Woodford has constructed an exceptional performance record over the long term; during the 10-year period to 30 June 2009, his £7.9 billion High Income fund has given shareholders an annualised total return of 7.1%, comfortably ahead of the peer group average of 2.5%, while the compound return of the FTSE All Share index is just 14 basis points.

The manager has a distinct investment style and is comfortable running a concentrated portfolio of companies that are not overly exposed to the business cycle, are well managed and financed, and have the capacity to deliver sustainable earnings and dividend growth. Neil has been cautious on the UK economy and believes a sustainable economic recovery may be three to four years away, so his funds have a strong defensive bias.

Edinburgh trust has struggled in the recent cyclical-led recovery. While markets remain in 'hear no evil, see no evil, speak no evil' mode, this defensive bias is likely to continue to act as a drag. But any loss of risk appetite in broader markets could reverse the recent rotation into cyclicals, which would reignite relative and absolute NAV performance.

The manager sees parallels with his experiences towards the end of the TMT bubble, when his funds endured a similar period of underperformance as markets became similarly polarised.
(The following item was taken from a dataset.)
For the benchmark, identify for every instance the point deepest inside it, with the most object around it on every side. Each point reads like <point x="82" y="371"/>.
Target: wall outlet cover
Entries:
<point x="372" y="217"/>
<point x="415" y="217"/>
Although the cyclical rally may continue in the short term, the fundamental economic imbalances have not been addressed.

He has constructed a concentrated portfolio of high-quality companies, which he believes are profoundly undervalued. Those with the strongest and most secure dividend growth potential are trading at levels the manager has not seen for many years. These are unloved by the market but have the potential to deliver superior returns against a challenging backdrop.

The portfolio is overweight pharmaceuticals, tobacco, utilities and telecoms while banks are zero-weighted. Relatively high levels of gearing are deployed, for which the manager has full responsibility.
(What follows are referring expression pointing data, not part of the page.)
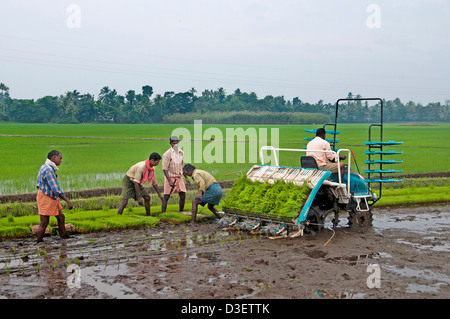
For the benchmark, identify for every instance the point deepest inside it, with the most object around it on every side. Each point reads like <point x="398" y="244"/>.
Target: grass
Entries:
<point x="97" y="162"/>
<point x="101" y="219"/>
<point x="415" y="195"/>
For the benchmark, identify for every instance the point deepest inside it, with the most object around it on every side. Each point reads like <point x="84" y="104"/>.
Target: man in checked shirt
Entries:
<point x="172" y="166"/>
<point x="49" y="194"/>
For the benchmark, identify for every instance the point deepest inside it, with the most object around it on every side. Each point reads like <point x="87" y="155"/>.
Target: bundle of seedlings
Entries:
<point x="280" y="200"/>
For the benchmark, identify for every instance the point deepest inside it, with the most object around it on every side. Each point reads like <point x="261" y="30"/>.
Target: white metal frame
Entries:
<point x="271" y="148"/>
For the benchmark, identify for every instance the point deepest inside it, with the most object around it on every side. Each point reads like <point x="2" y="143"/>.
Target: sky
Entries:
<point x="313" y="50"/>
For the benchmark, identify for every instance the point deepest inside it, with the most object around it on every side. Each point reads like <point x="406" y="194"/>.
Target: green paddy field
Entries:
<point x="98" y="155"/>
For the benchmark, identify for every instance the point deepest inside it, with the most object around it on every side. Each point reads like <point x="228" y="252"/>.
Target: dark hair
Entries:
<point x="320" y="132"/>
<point x="188" y="168"/>
<point x="53" y="153"/>
<point x="155" y="156"/>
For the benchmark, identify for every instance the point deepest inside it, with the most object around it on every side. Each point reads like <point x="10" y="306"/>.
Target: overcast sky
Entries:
<point x="314" y="50"/>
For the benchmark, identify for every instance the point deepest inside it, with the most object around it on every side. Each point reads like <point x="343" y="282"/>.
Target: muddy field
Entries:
<point x="405" y="254"/>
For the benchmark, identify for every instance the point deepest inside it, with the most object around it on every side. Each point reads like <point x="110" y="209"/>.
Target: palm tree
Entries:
<point x="4" y="88"/>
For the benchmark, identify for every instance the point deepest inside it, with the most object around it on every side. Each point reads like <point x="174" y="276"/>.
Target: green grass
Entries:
<point x="94" y="162"/>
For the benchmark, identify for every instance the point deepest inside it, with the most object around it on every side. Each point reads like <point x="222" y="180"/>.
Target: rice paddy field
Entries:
<point x="98" y="155"/>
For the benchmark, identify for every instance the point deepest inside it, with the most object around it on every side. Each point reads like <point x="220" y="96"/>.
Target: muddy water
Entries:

The shares offer an attractive yield of 6.3%, a healthy premium over the yield of 4.3% on the FTSE All Share index. We regard Edinburgh investment trust as a cornerstone investment within a diversified investment portfolio. It has much value for those investors sceptical of a V-shaped economic recovery.
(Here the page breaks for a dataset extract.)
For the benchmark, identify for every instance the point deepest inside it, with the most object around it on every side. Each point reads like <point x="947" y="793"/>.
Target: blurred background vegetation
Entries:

Managed to add more of these to two accounts below 320p today... thought the price was running away from me last week....

kiwi2007
06/8/2009
10:34
This looks like an excellent defensive play as topvest says and maybe the market may be moving this way?.
Also I'm not sure that the market has taken into account that Neil Woodford has taken over and changed the overall portfolio quite dramatically. Out of oils and financials (though probably a little early?)

kiwi2007
25/1/2009
12:21
Bought some anyway last week. May not be the bottom, but certainly not the "top" on a five year view!
topvest
14/12/2008
17:31
I quite like the look of their highly focused defensive portfolio. There largest 20 companies give 85% of the value and they are all very solid companies. c20p dividend/annum looks relatively secure. Will look to buy some of these below £3, if I get the opportunity.
topvest
11/1/2006
16:14
g.j.a,

If the FTSE continues upwards, these will go with it. They also stand at a 15% discount to NAV, so you could argue they are still cheap.